BPRO 25800 (Spring 2021/Winter 2024) Are we doomed? Confronting the End of the World

https://storymaps.arcgis.com/stories/157b9194ac87423d8d5d7526ba80cd2f

The Earth has warmed about 1.36°C since the Industrial Revolution and current estimates predict that the Earth will warm another 1.5°C by 2050 (SOURCE). The 1.5°C (and sometimes even 2°C) figure is thrown around a lot when talking about climate change, but often difficult to conceptualize. Additionally, a sentiment among some climate change deniers is that this temperature increase might be happening, but it is ultimately harmless and might even be beneficial.

My project is a response to the ambiguity of the 1.5°C warming estimate. For the project, I created a world map that highlights key areas across the globe that are already being negatively impacted by climate change. It is a visual representation of what warming temperatures have already done to different ecosystems, and how they will inevitably get worse without the proper intervention as the Earth continues to warm.

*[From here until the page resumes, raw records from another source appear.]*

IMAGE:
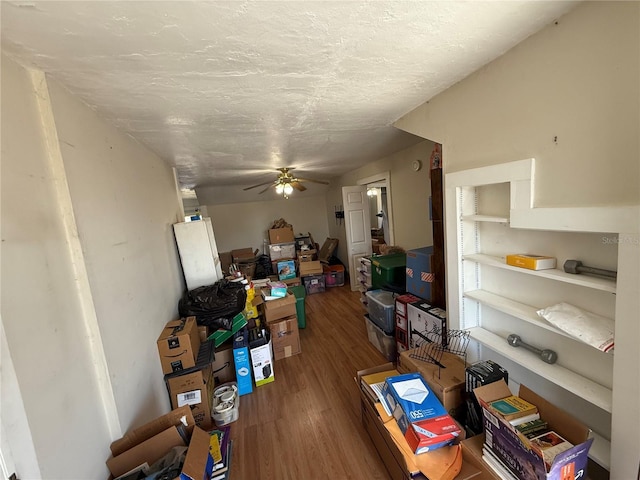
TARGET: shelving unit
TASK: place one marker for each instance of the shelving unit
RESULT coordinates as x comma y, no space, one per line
490,214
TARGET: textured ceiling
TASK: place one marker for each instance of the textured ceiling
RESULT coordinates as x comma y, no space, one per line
227,91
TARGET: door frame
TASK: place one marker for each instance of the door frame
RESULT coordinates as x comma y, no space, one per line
383,178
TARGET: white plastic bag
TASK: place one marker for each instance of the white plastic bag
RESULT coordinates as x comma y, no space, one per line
588,327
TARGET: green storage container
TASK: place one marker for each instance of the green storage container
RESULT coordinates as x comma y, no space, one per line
389,271
300,293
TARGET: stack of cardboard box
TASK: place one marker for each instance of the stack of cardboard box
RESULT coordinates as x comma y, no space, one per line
281,320
187,367
145,445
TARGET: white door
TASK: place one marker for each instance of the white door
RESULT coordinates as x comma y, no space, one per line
358,228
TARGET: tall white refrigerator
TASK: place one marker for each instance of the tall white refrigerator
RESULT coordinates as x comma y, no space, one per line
198,252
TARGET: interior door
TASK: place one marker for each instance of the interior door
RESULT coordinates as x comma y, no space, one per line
358,228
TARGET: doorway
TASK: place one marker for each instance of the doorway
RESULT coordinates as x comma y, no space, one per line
380,211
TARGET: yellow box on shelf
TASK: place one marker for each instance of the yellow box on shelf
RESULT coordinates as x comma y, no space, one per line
532,262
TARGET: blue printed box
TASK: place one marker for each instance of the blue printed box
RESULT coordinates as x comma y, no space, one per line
422,419
242,362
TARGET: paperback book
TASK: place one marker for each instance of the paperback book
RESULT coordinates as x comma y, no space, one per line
533,428
548,445
513,407
372,385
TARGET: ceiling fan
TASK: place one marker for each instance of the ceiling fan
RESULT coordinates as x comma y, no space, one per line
285,183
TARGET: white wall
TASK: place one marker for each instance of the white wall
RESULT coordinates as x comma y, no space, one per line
241,225
90,274
569,81
569,97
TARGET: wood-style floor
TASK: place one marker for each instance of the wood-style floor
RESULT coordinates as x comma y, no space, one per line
307,424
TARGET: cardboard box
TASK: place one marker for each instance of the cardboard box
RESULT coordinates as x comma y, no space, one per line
243,255
149,451
194,387
281,235
242,362
223,371
196,390
198,463
280,251
422,419
426,321
472,455
419,271
446,381
511,448
307,255
399,466
285,337
178,345
286,269
326,251
179,416
531,262
279,308
310,268
261,353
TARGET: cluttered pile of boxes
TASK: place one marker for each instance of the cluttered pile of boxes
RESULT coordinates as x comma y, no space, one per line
452,420
296,258
205,374
412,334
396,290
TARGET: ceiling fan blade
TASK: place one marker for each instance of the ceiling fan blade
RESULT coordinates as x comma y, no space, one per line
311,180
259,185
298,186
262,191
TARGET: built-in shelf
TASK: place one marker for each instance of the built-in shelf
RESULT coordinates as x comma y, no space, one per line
591,391
597,283
600,450
485,218
519,310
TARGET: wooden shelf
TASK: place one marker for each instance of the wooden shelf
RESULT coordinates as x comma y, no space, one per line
577,384
596,283
486,218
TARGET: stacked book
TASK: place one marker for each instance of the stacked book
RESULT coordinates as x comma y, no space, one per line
515,410
533,430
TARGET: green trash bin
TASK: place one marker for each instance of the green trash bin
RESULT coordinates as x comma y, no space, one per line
389,271
300,293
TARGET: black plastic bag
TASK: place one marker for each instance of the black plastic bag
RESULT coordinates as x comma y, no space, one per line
214,305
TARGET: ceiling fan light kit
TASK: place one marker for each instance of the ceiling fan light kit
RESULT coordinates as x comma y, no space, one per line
286,183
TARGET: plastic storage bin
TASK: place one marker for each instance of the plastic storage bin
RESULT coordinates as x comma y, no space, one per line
389,271
300,293
333,275
313,284
385,344
381,306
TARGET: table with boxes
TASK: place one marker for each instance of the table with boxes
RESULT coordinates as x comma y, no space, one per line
505,447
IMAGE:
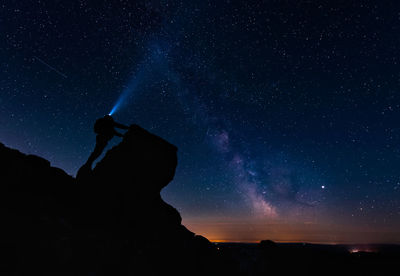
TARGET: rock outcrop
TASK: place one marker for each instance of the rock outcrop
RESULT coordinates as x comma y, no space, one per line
108,221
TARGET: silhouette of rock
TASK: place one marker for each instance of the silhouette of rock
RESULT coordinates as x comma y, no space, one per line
108,221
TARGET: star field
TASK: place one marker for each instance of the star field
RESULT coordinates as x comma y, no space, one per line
285,113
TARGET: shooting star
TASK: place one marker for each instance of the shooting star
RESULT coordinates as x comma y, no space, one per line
49,66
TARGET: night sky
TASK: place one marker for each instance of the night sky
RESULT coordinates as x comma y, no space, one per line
285,113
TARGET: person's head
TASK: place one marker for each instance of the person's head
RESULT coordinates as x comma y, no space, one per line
109,118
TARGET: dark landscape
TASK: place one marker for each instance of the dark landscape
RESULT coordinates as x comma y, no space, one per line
113,220
157,137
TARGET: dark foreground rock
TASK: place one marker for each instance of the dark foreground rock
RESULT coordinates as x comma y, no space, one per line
108,221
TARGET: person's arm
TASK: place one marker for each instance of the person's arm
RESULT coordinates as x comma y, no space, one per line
121,126
116,133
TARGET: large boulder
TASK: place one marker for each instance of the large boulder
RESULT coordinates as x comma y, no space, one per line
108,221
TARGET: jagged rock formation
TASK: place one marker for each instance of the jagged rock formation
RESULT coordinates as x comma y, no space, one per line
108,221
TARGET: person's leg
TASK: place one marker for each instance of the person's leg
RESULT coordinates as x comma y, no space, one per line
101,143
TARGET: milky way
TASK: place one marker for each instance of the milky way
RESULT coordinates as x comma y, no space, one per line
285,114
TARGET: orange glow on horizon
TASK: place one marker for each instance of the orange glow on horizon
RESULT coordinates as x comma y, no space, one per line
220,230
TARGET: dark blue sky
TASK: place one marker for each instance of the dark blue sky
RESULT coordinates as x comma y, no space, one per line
285,113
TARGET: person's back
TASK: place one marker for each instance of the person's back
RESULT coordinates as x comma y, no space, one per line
104,128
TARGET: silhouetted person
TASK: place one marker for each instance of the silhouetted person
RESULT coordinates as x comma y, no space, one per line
105,130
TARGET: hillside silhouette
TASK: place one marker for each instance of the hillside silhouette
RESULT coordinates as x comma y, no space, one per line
107,221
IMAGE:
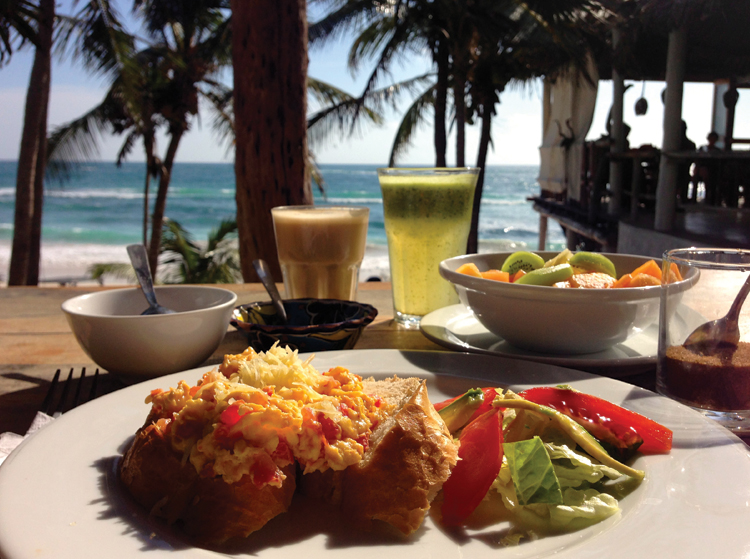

The map highlights problems like the wildfires in California, coral bleaching along the Great Barrier Reef, and the drying Mesopotamian Marshes in Iraq. In selecting the locations, I did a combination of issues that have received a fair amount of media coverage along with issues that might be lesser known. In doing so, I tried to only cover a particular threat once as its intended to be more journalistic and for a casual audience, rather than a comprehensive database of climate change-related destruction. So while wildfires are happening in a lot more places due to climate change than just California, that is the only place they are detailed on this map.

There is also a unique intersection of climate change with biological threats: mosquito-borne diseases. As the climate warms, the weather conditions needed for mosquito breeding last longer, lengthening mosquito seasons. Additionally, mosquitos can survive in locations closer to the poles, so there is a migration of mosquitos further and further from the equator as climate zones shift.